Yang membuat aneh lagi, latar tempatnya pun berpindah-pindah, bahkan dari Paris hingga ke London (tempat dengan jarak yang mungkin tak dapat dikatakan dekat). Dengan cerita yang sungguh mencekam itu, mungkinkah hanya dalam waktu yang pendek itu (sekitar kurang lebih 20 jam) semua itu terjadi? Entahlah. Tapi yg pasti, novel ini begitu menarik, dan layak untuk dibaca.
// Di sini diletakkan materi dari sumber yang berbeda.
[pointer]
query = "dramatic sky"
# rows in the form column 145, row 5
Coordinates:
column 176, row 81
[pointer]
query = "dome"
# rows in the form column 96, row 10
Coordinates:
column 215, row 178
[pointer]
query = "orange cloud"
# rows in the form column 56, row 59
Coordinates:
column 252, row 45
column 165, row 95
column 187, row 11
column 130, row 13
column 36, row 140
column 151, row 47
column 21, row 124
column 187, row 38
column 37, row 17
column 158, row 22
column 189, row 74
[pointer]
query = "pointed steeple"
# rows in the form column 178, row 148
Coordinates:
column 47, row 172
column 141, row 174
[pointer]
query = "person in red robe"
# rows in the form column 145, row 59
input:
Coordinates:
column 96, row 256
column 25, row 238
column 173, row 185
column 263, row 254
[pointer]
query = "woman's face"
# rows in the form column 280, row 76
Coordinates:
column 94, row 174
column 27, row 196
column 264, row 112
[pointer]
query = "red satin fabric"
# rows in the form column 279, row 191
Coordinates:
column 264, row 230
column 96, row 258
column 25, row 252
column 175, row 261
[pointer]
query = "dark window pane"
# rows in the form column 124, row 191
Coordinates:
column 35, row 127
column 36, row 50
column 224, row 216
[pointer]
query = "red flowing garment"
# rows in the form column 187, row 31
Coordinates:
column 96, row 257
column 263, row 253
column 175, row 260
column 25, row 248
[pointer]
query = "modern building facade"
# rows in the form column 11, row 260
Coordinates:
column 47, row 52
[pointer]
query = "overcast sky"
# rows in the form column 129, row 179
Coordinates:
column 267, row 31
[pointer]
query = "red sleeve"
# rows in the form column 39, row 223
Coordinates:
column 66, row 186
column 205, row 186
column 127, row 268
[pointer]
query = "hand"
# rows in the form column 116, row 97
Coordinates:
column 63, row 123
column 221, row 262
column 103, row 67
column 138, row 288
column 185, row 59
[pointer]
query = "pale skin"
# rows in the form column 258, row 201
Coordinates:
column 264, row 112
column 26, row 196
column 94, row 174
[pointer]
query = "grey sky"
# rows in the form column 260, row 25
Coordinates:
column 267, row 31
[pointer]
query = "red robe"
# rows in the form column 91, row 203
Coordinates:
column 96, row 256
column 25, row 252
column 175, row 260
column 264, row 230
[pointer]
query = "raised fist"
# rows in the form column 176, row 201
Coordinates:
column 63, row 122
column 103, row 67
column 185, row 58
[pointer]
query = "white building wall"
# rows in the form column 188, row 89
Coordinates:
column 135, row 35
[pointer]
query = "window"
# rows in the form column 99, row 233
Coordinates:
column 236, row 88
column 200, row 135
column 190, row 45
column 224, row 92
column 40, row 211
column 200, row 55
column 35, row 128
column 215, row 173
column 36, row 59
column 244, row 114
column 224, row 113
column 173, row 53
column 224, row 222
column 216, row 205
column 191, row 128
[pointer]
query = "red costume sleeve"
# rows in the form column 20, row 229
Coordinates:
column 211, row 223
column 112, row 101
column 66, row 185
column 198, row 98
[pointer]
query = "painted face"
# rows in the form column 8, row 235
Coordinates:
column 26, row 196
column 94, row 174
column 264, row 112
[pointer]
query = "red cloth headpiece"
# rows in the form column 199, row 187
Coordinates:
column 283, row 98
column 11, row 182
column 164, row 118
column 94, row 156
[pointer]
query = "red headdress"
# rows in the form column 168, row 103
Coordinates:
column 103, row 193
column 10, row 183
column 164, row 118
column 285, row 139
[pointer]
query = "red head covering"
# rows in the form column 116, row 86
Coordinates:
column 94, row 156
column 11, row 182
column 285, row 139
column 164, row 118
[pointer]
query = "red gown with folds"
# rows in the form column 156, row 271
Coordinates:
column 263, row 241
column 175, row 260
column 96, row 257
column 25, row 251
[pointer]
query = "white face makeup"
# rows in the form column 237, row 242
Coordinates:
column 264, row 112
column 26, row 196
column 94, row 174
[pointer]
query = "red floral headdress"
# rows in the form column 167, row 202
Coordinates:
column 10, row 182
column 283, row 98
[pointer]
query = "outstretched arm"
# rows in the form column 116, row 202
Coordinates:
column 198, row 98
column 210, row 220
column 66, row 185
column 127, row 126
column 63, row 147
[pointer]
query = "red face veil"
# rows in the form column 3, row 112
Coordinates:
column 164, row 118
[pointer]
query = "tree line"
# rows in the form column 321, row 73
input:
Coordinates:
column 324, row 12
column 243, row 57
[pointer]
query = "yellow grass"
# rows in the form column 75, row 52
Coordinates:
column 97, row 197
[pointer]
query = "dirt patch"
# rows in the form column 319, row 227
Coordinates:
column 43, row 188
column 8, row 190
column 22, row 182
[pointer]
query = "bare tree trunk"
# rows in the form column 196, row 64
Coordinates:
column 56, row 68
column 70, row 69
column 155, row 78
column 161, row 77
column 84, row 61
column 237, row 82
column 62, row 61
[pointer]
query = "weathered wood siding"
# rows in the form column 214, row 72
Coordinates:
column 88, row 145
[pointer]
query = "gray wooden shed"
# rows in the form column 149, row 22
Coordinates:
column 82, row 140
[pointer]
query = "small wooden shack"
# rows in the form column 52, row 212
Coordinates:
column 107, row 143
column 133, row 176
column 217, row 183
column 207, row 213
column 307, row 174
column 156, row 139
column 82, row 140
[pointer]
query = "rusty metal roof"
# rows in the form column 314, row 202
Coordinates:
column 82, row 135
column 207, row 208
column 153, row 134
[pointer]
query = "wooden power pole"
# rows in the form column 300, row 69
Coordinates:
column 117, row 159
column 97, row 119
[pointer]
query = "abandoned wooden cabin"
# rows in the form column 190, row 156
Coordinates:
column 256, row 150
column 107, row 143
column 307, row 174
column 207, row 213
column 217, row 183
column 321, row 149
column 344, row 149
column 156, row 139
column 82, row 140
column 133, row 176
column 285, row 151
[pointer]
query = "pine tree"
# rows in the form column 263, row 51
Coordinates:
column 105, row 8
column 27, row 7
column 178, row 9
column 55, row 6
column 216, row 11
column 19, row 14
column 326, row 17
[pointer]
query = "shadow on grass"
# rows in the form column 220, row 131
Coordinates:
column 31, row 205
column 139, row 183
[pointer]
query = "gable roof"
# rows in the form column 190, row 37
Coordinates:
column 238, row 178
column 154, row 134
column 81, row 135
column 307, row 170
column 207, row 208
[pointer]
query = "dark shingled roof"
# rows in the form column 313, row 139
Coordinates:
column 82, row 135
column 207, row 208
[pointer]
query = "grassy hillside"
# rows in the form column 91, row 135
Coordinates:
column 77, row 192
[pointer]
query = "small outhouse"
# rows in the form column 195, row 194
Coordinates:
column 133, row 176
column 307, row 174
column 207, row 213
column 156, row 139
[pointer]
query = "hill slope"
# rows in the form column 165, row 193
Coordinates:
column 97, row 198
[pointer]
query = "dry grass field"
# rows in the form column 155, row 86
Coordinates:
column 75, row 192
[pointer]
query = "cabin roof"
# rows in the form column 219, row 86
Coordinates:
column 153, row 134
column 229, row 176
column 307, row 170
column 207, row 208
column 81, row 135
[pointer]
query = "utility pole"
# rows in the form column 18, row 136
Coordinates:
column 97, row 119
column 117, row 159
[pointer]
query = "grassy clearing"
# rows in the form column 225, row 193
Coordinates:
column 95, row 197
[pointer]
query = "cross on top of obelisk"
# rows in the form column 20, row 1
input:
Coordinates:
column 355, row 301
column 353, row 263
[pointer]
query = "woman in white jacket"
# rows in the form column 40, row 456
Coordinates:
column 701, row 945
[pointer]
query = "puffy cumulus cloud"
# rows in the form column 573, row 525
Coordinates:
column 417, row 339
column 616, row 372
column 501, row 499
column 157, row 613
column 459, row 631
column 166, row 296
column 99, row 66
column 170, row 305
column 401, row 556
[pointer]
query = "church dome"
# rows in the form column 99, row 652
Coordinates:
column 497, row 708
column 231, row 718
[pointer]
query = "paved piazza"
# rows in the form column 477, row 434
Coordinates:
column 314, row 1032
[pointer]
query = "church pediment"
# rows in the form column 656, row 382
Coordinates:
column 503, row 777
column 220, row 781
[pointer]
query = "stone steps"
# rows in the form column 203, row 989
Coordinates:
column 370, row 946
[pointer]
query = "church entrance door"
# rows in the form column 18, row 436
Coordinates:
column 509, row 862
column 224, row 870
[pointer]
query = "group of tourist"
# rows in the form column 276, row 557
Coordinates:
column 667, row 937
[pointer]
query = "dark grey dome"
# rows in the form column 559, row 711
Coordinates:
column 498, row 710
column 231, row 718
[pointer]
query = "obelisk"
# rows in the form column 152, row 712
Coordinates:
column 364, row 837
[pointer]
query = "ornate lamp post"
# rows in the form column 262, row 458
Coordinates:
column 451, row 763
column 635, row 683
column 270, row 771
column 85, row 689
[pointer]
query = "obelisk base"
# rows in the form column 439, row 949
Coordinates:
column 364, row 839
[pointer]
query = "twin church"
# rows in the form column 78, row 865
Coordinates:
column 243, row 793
Jika pada komentar dikatakan bahwa Novel “The Da Vinci Code” ini sudah menggoyang iman Kristiani. Maka bagiku, setelah aku menyelesaikan membaca novel tersebut, memang benar komentar itu. Bahkan aku ingin menambahkan, bahwa novel tersebut, jika dibaca dengan teliti dan tidak hanya literal, oleh siapa saja, oleh penganut agama apa saja, maka novel tersebut sepertinya juga akan menggoyang iman siapa saja pada agama apa saja. Contohnya aku kini (aku beragama “Islam”), semakin mempertanyakan doktrin-doktrin dan dogma-dogma yang dipegang dan diyakini oleh umat Islam selama ini yang sekilas seperti cerita kartun. Seperti yang umat Islam yakini selama ini pada cerita Adam dan Hawa sebagai manusia pertama yang tadinya hidup di Syurga, yang kemudian dibuang ke bumi karena telah melakukan dosa. Pada cerita Nabi Muhammad menerima wahyu (yang merupakan keyakinan umat Islam selama ini), yang dikatakan bahwa Nabi Muhammad berhadap-hadapan dengan Malaikat Jibril bagaikan dua orang yang sedang berdialog. Pada cerita lainnya yang diyakini umat Islam juga disebutkan, bahwa suatu waktu ketika Nabi Muhammad menerima wahyu, Beliau melihat Malaikat Jibril sebagai perantara penyampai wahyu tersebut terlihat sangat besar sekali dengan sayapnya yang menutupi langit. Dan yang paling kontroversial dari keyakinan umat Islam selama ini adalah cerita mengenai Isra’ Mi’raj, yaitu peristiwa ketika Nabi Muhammad melakukan perjalanan dalam semalam (mungkin hanya dalam beberapa jam) dari Masjidil Haram (Mekah-Arab Saudi) ke Masjidil Aqsa (Yerusalem-Palestina), kemudian dilanjutkan dari Masjidil Aqsa ke “Sidratul Muntaha” yang terletak di atas “langit ke tujuh”, kemudian bertemu dengan Tuhan (juga dikatakan bertemu dengan Nabi-nabi sebelumnya, seperti Nabi Isa, Nabi Musa, dan Nabi Ibrahim). Sungguh perjalanan yang misterius, supranatural, suprahuman, dan cenderung tak masuk akal. Tidakkah hal-hal seperti ini banyak sekali dalam agama-agama (termasuk Islam), yaitu cerita-cerita yang tak masuk akal, dan kita hingga kini terus dengan setia (terpaksa ataupun tidak terpaksa) untuk mempercayai bahwa peristiwa tersebut memang terjadi secara “nyata”.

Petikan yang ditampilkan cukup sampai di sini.